This week we consider a decision that illustrates how the suitability—or unsuitability—of certain causes of action for certification can render certain defendants more susceptible to class actions than others, as well as a state court’s specific objection to a proposed class action settlement.

Breach of Implied Warranty of Merchantability Claim Provides Path to Certification Where Fraud Claim Dead Ends:  Fraud is a notoriously difficult claim to litigate on a class-wide basis due to the individualized proof required to meet the reliance element. In the context of false advertising claims, an unintended consequence of this is that it may be easier to pursue a class action against the seller of a product than the manufacturer whose packaging included the purported misrepresentation.  At least such was the case in a recent Northern District of Ohio decision regarding consumers’ allegations that packaging on toddler wipes misrepresented they were “sewer and septic safe.”  The court refused to certify a fraud claim against the manufacturer due to the predominance of individualized issues, but did certify a breach of the implied warranty of merchantability claim against the seller on the grounds that if the product did not live up to this warranty, all purchasers were affected in the same way.

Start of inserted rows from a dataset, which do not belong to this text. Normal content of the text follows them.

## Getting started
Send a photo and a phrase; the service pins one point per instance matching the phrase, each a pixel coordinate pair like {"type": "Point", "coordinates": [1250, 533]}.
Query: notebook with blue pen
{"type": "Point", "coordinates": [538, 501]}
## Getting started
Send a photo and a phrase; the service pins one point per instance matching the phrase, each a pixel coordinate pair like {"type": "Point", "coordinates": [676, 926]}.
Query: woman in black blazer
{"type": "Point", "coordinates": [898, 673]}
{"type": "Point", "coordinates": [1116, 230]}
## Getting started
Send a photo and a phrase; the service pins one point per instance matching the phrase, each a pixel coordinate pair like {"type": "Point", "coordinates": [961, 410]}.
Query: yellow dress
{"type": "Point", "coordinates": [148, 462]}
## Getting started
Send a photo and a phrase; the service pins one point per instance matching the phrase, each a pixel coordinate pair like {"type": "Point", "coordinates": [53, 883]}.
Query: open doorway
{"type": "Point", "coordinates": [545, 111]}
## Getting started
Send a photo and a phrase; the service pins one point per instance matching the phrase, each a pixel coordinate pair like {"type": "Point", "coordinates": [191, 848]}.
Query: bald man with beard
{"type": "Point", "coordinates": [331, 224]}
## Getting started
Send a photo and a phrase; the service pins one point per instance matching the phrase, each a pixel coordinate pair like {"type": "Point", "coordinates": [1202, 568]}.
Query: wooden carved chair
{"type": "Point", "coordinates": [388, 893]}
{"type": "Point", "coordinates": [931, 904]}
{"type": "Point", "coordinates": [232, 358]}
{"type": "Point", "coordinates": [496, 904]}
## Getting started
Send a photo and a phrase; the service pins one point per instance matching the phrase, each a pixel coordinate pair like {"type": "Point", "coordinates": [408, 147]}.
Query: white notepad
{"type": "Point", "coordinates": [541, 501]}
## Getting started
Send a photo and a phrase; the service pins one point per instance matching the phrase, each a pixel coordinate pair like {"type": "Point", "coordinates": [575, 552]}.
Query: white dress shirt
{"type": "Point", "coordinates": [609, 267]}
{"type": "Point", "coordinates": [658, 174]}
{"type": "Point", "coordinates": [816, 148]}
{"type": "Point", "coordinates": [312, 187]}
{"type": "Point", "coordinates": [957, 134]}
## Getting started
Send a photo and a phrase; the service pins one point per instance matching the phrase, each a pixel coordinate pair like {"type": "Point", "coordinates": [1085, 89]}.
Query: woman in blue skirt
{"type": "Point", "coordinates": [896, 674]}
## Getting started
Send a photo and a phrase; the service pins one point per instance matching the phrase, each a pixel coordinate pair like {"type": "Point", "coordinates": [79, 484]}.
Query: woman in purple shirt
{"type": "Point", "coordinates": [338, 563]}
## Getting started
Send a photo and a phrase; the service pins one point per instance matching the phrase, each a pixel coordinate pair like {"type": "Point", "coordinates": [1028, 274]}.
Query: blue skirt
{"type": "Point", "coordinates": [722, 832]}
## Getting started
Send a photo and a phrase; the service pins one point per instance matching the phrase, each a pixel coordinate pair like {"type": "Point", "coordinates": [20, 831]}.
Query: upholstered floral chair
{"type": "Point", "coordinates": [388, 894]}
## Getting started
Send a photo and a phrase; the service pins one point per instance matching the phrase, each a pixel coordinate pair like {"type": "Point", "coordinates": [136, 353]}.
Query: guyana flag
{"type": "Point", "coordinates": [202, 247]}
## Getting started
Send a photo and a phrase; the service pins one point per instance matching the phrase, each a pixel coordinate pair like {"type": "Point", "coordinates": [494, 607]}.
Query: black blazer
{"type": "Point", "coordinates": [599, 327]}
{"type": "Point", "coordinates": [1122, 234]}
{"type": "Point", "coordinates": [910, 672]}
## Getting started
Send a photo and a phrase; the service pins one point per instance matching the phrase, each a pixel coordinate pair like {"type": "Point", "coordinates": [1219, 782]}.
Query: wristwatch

Broad Release Language in Settlement Agreement Precludes Preliminary Approval:  Rather than striking an objectionable provision in a class action settlement, a California Superior Court denying preliminary approval issued a ruling so specific as to essentially toss the blue pencil to the parties and say, “Here, you do it.”  The action arose out of claims of underpayment of wages by an insurance company, and the provision the court refused to approve purported to release all class-member employees’ claims “known or unknown, that were or could have been brought based on the facts or claims alleged in any version of the complaints filed in this matter arising during the class period.”  The court emphasized that the release was the only piece of the settlement standing in the way of the approval, and that the denial of preliminary approval was without prejudice. The case is captioned Tara Tunforss v. Allstate Insurance Co., Case No. BC448390.

Court Denies Satellite Radio Provider’s Motion for Decertification as the Same Old Song:  The Central District of California denied a satellite radio provider’s motion to decertify a class of song owners who filed suit over the payment of royalties for the use of their material.  Defendant Sirius XM contended that each artist’s claim would be too individualized for class resolution, but the court denied the motion without oral argument, characterizing the defendant’s arguments as rehashes of those asserted sixteen months ago in opposition to the plaintiffs’ motion for certification.  In that initial ruling on certification, the court held that individualized issues did not predominate as to song ownership because those questions could be resolved through a streamlined attestation process.  The court further held that individualized issues did not predominate as to the plaintiff’s proposed damages analysis, because the theory’s reliance on already available data concerning the percentage of plays of each song on satellite radio made it a logical and workable damages theory.